Washington announced it was pushing for targeted sanctions against Burmese officers involved in violence against Rohingya Muslims, while withdrawing invitations to senior members of the security forces to visit the US and ending travel waivers.
The move came after Secretary of State Rex Tillerson said the US holds Myanmar's military leadership "accountable" for the Rohingya refugee crisis, drawing a distinction with Aung San Suu Kyi's civilian government.
More than 600,000 members of the minority Muslim group have fled across the border into Bangladesh in an intensifying crisis that began in late August.
Militant attacks on Myanmar security forces in Rakhine sparked a major army crackdown on the group, who are labelled illegal Bengali immigrants by most Burmese.
"We express our gravest concern with recent events in Rakhine state and the violent, traumatic abuses Rohingya and other communities have endured," State Department spokeswoman Heather Nauert said in announcing a raft of measures.
"It is imperative that any individuals or entities responsible for atrocities, including non-state actors and vigilantes, be held accountable."
According to a statement, the State Department was "assessing authorities...to consider economic options available to target individuals associated with atrocities."

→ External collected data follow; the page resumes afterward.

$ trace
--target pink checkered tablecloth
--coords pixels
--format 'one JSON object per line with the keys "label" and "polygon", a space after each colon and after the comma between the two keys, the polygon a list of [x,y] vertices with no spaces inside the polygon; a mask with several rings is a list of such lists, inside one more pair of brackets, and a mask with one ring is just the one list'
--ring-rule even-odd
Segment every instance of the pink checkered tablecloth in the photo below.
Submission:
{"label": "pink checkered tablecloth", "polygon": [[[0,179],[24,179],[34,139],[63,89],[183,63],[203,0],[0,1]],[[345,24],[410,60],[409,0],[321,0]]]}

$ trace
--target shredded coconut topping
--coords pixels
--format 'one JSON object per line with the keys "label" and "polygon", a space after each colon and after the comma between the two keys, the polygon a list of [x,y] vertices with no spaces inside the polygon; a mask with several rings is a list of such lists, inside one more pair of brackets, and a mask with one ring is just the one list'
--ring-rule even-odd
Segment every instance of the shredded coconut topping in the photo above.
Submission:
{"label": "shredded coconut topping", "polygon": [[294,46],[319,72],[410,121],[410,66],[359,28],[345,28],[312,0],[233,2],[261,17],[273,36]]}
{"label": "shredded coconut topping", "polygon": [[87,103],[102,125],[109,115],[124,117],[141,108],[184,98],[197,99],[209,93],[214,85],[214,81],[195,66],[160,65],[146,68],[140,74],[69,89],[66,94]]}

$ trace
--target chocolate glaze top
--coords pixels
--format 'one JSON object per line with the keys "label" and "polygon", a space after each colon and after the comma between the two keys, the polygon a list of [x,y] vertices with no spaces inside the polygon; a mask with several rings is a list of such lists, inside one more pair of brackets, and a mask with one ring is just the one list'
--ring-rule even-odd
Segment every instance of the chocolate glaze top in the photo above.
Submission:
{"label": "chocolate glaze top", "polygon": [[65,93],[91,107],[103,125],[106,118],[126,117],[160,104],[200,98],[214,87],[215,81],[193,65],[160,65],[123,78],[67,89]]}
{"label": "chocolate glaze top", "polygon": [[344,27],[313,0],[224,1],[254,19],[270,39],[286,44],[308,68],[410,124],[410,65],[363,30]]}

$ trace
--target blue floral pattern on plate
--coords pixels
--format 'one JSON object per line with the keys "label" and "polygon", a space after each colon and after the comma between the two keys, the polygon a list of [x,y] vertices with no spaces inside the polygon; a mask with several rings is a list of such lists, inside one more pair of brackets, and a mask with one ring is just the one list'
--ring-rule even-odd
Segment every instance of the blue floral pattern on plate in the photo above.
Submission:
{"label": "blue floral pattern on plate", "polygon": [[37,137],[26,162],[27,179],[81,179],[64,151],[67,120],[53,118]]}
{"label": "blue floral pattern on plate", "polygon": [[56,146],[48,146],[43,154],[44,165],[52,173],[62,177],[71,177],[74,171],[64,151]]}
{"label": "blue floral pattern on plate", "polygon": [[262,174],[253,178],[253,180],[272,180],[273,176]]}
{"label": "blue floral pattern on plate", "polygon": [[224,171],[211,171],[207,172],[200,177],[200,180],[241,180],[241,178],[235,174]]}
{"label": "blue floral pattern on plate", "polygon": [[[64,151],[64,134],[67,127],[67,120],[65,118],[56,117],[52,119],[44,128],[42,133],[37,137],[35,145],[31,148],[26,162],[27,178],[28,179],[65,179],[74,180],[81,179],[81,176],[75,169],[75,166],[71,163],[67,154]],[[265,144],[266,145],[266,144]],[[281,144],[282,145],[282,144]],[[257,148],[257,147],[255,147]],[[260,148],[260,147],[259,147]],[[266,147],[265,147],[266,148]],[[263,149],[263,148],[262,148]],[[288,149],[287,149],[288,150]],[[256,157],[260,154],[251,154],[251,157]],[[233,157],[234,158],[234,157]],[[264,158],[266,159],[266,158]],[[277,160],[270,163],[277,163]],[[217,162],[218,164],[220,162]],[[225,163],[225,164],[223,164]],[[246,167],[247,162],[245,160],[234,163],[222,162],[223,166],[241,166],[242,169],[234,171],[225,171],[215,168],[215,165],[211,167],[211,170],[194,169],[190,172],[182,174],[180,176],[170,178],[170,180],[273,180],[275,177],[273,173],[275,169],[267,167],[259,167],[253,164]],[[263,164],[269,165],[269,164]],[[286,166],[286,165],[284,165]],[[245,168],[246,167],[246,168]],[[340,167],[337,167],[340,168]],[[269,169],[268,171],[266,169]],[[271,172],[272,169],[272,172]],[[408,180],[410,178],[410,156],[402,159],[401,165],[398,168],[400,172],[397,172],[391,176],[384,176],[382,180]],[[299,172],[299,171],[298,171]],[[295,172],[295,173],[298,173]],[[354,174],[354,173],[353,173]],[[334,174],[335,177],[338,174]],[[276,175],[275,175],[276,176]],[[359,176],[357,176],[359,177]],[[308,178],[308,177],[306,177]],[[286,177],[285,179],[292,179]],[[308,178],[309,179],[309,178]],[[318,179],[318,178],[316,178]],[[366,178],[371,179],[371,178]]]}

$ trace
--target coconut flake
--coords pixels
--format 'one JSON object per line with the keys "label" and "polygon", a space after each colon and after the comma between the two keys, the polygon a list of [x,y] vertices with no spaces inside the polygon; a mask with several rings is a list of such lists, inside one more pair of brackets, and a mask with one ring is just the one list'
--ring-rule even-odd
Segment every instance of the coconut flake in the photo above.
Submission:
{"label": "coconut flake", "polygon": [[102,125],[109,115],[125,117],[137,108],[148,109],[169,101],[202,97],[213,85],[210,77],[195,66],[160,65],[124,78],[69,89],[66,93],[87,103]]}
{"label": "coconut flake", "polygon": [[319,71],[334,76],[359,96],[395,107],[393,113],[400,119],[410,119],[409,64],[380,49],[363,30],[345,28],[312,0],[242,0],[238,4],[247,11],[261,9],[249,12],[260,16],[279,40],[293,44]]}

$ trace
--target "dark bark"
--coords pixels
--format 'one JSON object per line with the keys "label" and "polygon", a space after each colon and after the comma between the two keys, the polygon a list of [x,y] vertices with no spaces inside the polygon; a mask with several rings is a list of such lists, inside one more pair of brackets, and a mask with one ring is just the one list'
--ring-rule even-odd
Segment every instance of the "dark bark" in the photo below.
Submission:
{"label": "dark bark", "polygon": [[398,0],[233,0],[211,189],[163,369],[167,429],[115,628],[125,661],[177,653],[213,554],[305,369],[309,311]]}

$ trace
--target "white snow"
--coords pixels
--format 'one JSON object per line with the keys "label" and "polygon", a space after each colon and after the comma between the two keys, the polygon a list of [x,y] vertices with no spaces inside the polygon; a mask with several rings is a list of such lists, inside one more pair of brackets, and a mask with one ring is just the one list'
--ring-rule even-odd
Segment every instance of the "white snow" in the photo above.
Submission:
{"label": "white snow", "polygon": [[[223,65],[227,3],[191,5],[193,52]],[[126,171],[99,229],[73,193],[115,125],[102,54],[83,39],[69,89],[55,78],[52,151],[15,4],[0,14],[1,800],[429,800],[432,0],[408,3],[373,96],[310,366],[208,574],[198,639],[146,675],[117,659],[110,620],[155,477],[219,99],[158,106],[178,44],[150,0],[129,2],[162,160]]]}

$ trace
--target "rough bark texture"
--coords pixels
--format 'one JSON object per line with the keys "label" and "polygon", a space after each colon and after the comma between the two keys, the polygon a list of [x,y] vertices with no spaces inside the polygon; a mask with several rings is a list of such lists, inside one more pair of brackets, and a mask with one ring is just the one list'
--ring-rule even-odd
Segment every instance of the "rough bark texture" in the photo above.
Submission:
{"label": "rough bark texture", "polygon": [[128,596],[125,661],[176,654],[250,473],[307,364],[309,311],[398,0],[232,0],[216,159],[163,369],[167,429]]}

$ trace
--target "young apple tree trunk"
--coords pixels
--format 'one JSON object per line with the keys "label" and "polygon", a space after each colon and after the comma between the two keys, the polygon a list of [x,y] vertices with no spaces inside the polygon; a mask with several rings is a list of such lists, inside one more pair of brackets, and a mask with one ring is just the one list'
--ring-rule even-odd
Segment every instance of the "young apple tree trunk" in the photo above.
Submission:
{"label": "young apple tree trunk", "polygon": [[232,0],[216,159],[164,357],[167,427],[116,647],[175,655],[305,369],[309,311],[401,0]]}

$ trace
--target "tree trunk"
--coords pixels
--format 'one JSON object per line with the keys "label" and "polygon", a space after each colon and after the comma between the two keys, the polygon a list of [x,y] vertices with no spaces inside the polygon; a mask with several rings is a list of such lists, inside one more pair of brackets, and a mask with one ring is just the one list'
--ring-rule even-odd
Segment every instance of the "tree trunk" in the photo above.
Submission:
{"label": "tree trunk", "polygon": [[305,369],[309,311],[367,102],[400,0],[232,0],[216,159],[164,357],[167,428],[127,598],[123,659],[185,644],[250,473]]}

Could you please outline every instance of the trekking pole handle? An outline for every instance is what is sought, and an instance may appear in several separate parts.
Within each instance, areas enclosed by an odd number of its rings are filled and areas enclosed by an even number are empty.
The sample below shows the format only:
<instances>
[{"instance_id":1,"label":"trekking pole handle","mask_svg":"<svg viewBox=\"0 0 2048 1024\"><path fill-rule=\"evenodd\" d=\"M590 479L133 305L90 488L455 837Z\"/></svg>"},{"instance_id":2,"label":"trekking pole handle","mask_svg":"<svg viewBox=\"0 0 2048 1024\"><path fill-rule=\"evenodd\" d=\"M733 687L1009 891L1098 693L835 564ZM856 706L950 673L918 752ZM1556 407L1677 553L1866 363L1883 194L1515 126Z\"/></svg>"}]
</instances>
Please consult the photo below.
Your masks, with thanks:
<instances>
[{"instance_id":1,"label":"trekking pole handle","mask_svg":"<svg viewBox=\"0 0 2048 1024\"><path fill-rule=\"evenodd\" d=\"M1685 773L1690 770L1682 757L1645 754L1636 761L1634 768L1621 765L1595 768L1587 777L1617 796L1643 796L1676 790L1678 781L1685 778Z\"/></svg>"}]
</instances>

It added that the US had halted its consideration of travel waivers for senior Myanmar military leaders, and is weighing targeted individuals under the Global Magnitsky Act.
The measure allows the US executive branch to impose visa bans and sanctions on individuals anywhere in the world responsible for committing human rights violations.
"We are consulting with allies and partners on accountability options at the UN, the UN Human Rights Council, and other appropriate venues," added Nauert.
The US has also rescinded invitations to senior members of Myanmar's security forces to US-sponsored events and is pressing for "unhindered access" to the affected areas for a United Nations fact-finding mission, international organizations and the media.
Tillerson warned last week the world won't stand and "be witness to the atrocities that have been reported," adding that the military must be disciplined and "restrained."
Myanmar's army chief Min Aung Hlaing defended his forces on Tuesday.
"One-sided statements and accusations against Myanmar and security members over the terror attacks of extremist Bengalis in the west of Rakhine State are totally untrue," he said in a post on his Facebook page Tuesday.
Supporters say Rohingyas have been systematically deprived of basic rights over decades in majority Buddhist Myanmar.
In the latest crackdown, Myanmar's security forces have fired indiscriminately on unarmed civilians, including children, and committed widespread sexual violence, according to UN investigators.